Элиза замечает, что, по ее мнению, Майкен и Сондре довольно мирно играют вместе.
— Некоторое девчачье влияние для Сондре даже полезно, — говорит она.
— Передай, пожалуйста, ветчину, — обращается Ян Улав к Гейру.
Когда мы ложились в постель вчера вечером, я испытала чувство благодарности к Гейру, которому удалось побороть тревожность, страх и раздражение по отношению к Элизе и Яну Улаву. Гейр прошептал «справились», и мы тихо рассмеялись, а потом лежали рядом в тишине, и это воспоминание еще теплится в моей душе за завтраком.
— А у Майкен бывают дырки на коленках? — спрашивает Элиза. — Я думаю, эта проблема в основном у мальчиков, они меня просто сводят с ума. Мальчики гораздо подвижнее, чем девочки, и менее аккуратные. Я только и делаю, что ставлю заплатки на эти дырки на брюках, как положено домохозяйке.
Ян Улав просит Элизу передать ему омлет.
— У Майкен то же самое, — говорю я. — Я ставлю такие заплатки, которые приклеиваются утюгом.
Элиза оживляется.
— А они у тебя крепко держатся? — спрашивает она. — У меня вечно отваливаются во время стирки.
Я отвечаю, что у меня они обычно держатся.
— Ты должна объяснить мне, как ты это делаешь, — говорит она. — Потому что у меня отваливаются всегда.
Майкен выходит из-за стола, она почти ничего не поела. Сондре откладывает в сторону бутерброд и смотрит на Элизу.
— Вот что ты должна мне объяснить, — повторяет Элиза.
— Посиди немного, — обращается Ян Улав к Сондре. — Доешь бутерброд.

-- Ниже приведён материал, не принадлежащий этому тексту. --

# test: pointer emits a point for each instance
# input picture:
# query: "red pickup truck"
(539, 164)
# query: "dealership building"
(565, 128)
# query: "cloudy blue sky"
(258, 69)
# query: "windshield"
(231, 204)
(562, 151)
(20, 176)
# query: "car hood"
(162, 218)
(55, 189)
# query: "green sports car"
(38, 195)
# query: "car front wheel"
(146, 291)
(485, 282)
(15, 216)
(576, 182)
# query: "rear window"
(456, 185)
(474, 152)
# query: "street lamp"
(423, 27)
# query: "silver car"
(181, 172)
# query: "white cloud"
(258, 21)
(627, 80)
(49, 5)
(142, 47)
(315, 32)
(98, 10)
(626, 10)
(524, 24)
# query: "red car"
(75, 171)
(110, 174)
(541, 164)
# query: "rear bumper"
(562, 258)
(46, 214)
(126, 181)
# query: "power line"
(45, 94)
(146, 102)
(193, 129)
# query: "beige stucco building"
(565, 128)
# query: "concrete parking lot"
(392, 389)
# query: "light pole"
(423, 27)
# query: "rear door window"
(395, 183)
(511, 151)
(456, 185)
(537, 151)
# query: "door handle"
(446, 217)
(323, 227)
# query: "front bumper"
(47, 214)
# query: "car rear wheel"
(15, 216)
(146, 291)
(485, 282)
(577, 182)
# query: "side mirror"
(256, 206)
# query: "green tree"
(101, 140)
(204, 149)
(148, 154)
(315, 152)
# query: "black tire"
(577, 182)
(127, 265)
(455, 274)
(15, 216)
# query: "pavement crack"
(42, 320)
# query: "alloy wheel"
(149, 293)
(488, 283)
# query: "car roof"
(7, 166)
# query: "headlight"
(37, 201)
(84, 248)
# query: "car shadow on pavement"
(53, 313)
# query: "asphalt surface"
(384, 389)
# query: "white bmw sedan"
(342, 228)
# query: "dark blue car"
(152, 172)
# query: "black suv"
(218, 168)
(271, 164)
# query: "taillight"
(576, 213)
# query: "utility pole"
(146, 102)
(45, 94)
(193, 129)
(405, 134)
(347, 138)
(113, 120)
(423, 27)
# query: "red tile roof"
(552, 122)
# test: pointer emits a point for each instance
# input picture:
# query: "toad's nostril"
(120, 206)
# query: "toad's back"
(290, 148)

У Элизы раскраснелись щеки, она выглядит радостной, и мне приходит в голову, что я ошибалась, когда в течение многих лет улавливала легкий упрек себе во всех Элизиных хлопотах, связанных с семейной жизнью, детьми и домашним хозяйством, во всех разговорах о программах стирки, супах на домашнем бульоне, метках на одежде, ланч-боксах с замками, которые плохо держат. Время от времени она пыталась поднять стандарты домохозяйки — варила спагетти до состояния аль денте, пыталась подогнать льняной костюм Яна Улава, заставляла Стиана заниматься на фортепиано и готовила пиццу с моцареллой. «У него есть музыкальные способности», — говорила она про Стиана, который едва начал говорить, утверждала, что он любит петь. Но лично я не замечала, чтобы у Стиана присутствовала какая-то музыкальность. Он пел не больше других детей, все дети поют. Возможно, в конечном счете для нее было важно делиться со мной любыми пустяками, что давало ей возможность сблизиться со мной, словно она хотела, чтобы и я изменила свое отношение к такой жизни.

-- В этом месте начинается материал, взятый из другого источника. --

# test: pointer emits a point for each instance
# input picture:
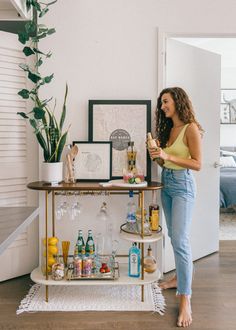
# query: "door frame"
(161, 51)
(161, 74)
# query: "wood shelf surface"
(89, 186)
(38, 277)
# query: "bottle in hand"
(151, 143)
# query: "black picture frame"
(224, 113)
(228, 106)
(121, 121)
(94, 161)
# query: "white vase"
(52, 172)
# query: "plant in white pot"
(47, 129)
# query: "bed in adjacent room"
(228, 177)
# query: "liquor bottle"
(131, 213)
(154, 213)
(80, 241)
(131, 154)
(90, 243)
(146, 223)
(134, 261)
(149, 262)
(151, 143)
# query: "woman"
(179, 138)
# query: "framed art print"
(93, 162)
(120, 122)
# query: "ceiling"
(226, 47)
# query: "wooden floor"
(213, 303)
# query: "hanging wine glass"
(75, 210)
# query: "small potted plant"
(47, 129)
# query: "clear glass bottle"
(149, 262)
(151, 143)
(154, 213)
(134, 261)
(131, 155)
(80, 242)
(146, 225)
(131, 213)
(90, 243)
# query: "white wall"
(107, 49)
(228, 131)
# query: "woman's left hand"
(158, 153)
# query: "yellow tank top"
(178, 149)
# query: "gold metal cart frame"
(85, 188)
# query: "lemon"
(44, 269)
(49, 254)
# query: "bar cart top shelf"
(86, 186)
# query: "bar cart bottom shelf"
(124, 279)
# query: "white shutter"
(14, 159)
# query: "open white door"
(198, 72)
(18, 164)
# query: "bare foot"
(172, 283)
(185, 312)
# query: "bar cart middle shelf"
(86, 188)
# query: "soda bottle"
(134, 261)
(154, 213)
(90, 243)
(131, 154)
(80, 241)
(131, 213)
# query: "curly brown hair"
(184, 109)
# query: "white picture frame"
(93, 162)
(120, 122)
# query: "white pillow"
(227, 161)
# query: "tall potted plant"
(47, 129)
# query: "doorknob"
(217, 164)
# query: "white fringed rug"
(93, 298)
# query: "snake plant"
(48, 131)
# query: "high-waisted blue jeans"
(178, 195)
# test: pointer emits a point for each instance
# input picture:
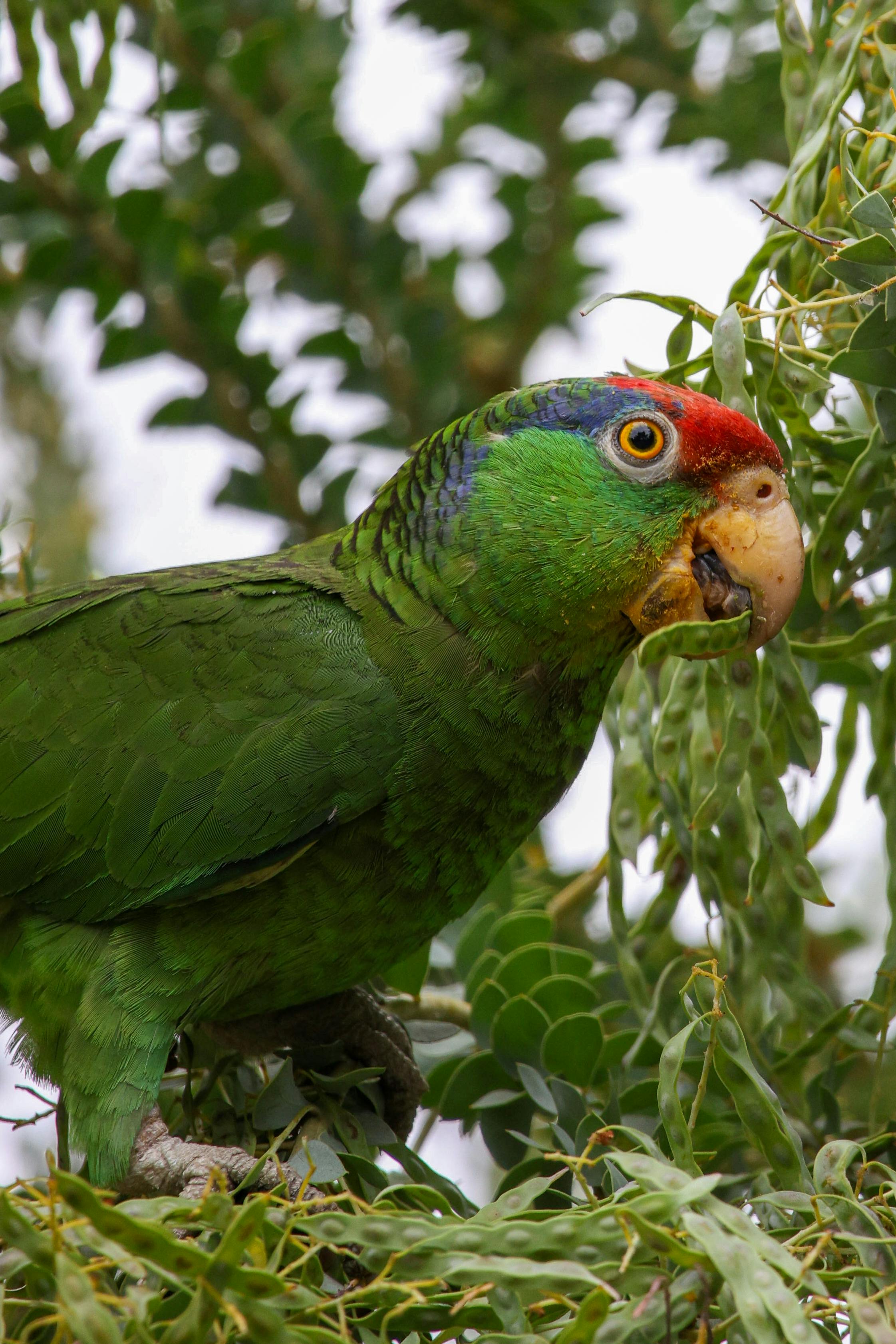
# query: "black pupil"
(643, 439)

Когда мы с Майкен проснулись на следующее утро после вечера с Ивонной, Анна Луиза сидела на веранде в пальто и курила. На столе прямо перед ней стояла миска с овсяными хлопьями и молоком.
Она сварила кофе, я усадила Майкен перед телевизором, взяла чашку с кофе и пошла к Анне Луизе.
— Я не спала всю ночь, — сказала она. — Или спала, но проснулась в пять, потом лежала и ворочалась до шести, потом встала.
Небо уже просветлело, но большая часть сада все еще оставалась в тени. Маленькая яблоня, которая еще недавно пестрела желтыми и оранжевыми листочками, уже облетела.
— Гейр вынашивает планы выращивать овощи прямо здесь, в саду, — сказала я. — Можно возьму у тебя сигарету? По-моему, мои закончились вчера.
Анна Луиза протянула мне свою пачку. Сиденья деревянных стульев блестели от влаги, подушки были убраны.
— Как ты себя чувствуешь? — спросила я. Анна Луиза грустно улыбнулась и пожала плечами.
— Гейр еще хочет разводить фруктовые деревья, — продолжила я. — Он говорит, мы сможем сами себя обеспечивать.
У Ивонны и Кале еще было тихо и темно.
— Я кое-что должна рассказать тебе, — вдруг сказала Анна Луиза. — Отец Терезиной подружки довольно симпатичный. Высокий, стройный, с благородной сединой.
Она наклонилась над полом и загасила сигарету в кувшине с землей.